Elon Musk,Tesla CEO of Elon Musk & Co., is currently in China, marking his return to the world’s second-largest economy after more than three years.
He arrived in Beijing on Tuesday and is expected to also visit Tesla’s enormous Shanghai manufacturing facility.
Within hours of arriving in China, the multibillionaire met Qin Gang, the country’s foreign minister.
Mr Musk has not yet openly remarked on the excursion, which comes in the midst of pressures between the US and China.
When reporters asked him about his travel plans on Wednesday as he left a Beijing hotel, he also declined to comment.
Later on Wednesday, Mr Musk met China’s industry serve Jin Zhuanglong and examined the improvement of electric vehicles.
China’s foreign ministry said in a statement on Tuesday that Mr. Musk was willing to expand Tesla’s business in the country, which is Tesla’s second-largest market after the United States.
The ministry added that Mr. Musk had referred to the economies of China and the United States as “conjoined twins” during the meeting.
A request for comment from the BBC did not receive an immediate response from Tesla.
Mr Musk has additionally been strangely calm on Twitter, which he claims and where he has in excess of 141 million adherents.
He has a reputation for tweeting frequently, but as of midday on Wednesday, he had not posted anything since arriving in the nation on Tuesday afternoon.
Although the social media platform is not allowed in China, virtual private networks (VPNs) can be used to access it.
Mr Musk is the most recent high-profile US chief to make an excursion to China.
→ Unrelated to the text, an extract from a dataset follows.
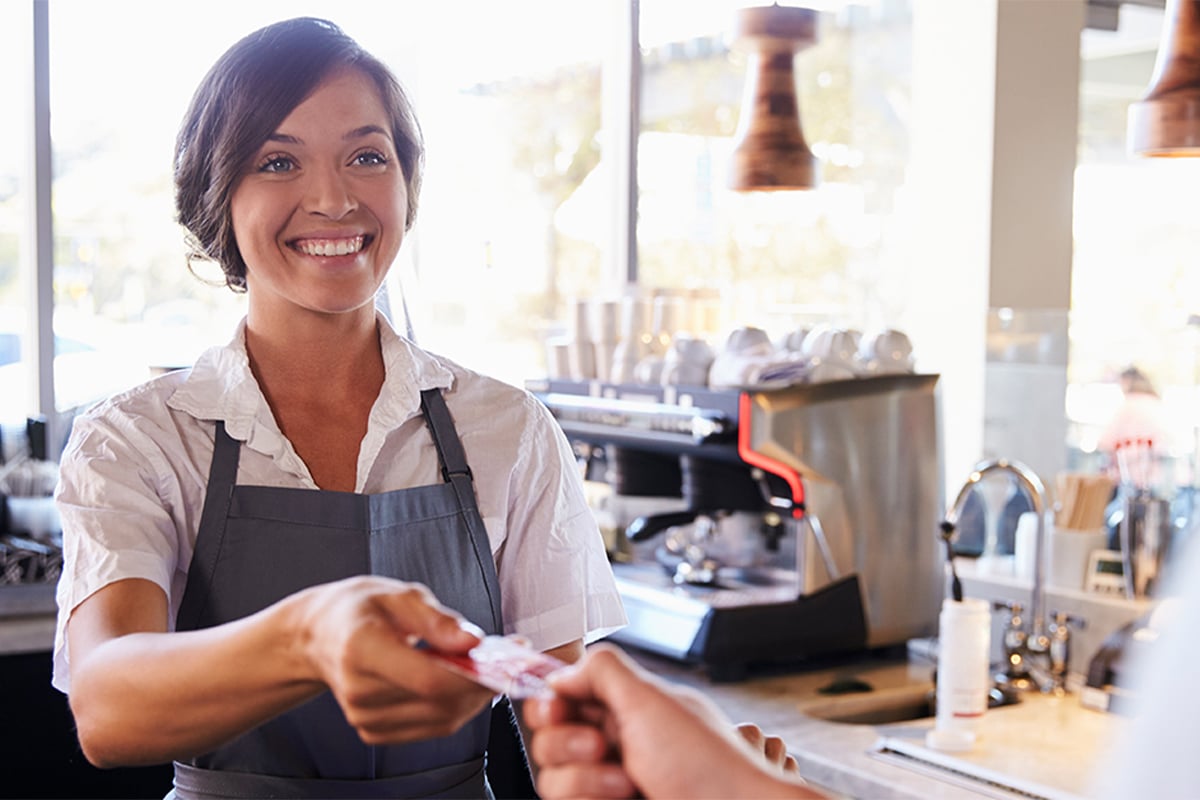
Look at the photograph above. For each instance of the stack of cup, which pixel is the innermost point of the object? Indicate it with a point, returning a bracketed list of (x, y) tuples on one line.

Jamie Dimon, CEO of JP Morgan, is also in China this week, and Apple CEO Tim Cook was there in March.
Nonetheless, as pressures ascend among Washington and Beijing Tesla winds up in a troublesome position, Dan Ives from venture company Wedbush Protections said.
Mr. Ives continued, “Wall Street is laser focused on playing nice in the sandbox in Beijing, to make sure there are no disruptions to Tesla’s expansion within China for the coming years.”
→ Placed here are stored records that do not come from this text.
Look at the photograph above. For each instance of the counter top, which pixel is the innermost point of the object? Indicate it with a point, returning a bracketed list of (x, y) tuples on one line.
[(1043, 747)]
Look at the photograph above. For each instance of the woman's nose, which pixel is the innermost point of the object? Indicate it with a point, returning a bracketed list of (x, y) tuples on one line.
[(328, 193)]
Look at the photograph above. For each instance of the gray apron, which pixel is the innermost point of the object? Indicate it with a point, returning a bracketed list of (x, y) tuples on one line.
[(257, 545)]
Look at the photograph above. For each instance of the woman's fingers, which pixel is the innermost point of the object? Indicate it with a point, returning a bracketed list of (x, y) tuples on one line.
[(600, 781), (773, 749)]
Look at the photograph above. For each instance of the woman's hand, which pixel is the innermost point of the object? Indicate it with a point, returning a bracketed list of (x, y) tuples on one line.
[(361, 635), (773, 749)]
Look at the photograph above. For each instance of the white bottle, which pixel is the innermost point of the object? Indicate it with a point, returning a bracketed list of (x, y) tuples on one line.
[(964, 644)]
The so-called gigafactory that Tesla opened in Shanghai in January 2019 marked the company’s first manufacturing facility outside of the United States.
It delivered its first cars made in China later that year, a significant milestone for the American company.
Be that as it may, Coronavirus lockdowns the nation over, remembering for the monetary, assembling and transportation center of Shanghai, made it progressively hard for producers to work.
Tesla reportedly halted the majority of its production at its gigafactory for several weeks as a result of the coronavirus lockdown in Shanghai last year, as Mr. Musk described it as “very, very difficult.”
Mr. Musk claims that operations have since resumed at the plant, which produced its millionth automobile in August. A third of Tesla’s global production came from this.
The company announced last month that it would construct a new factory in China to produce its massive “Megapack” batteries.
According to JATO, a market research company, China has also emerged as the largest market for Tesla’s mass-market electric vehicle, the Model Y.
According to JATO data, China sold more than 94,000 Model Y vehicles in the first three months of this year, placing it ahead of the United States and Europe.
Increased competition from car-making giants like Ford and General Motors, as well as newer entrants into the market like China’s BYD and Nio, has challenged Tesla’s lead in the market for electric vehicles in recent years.
Earlier this month, Mr. Musk appointed Linda Yaccarino, the former head of advertising at NBCUniversal, as the platform’s new chief executive. Mr. Musk, who purchased Twitter last year for $44 billion (£35.5 billion), has been under pressure to find someone else to lead the company and refocus on his other businesses, including Tesla and rocket company SpaceX.
Ms. Yaccarino will have to manage a business that has had trouble making a profit and will be under a lot of scrutiny for how it deals with hate speech and misinformation.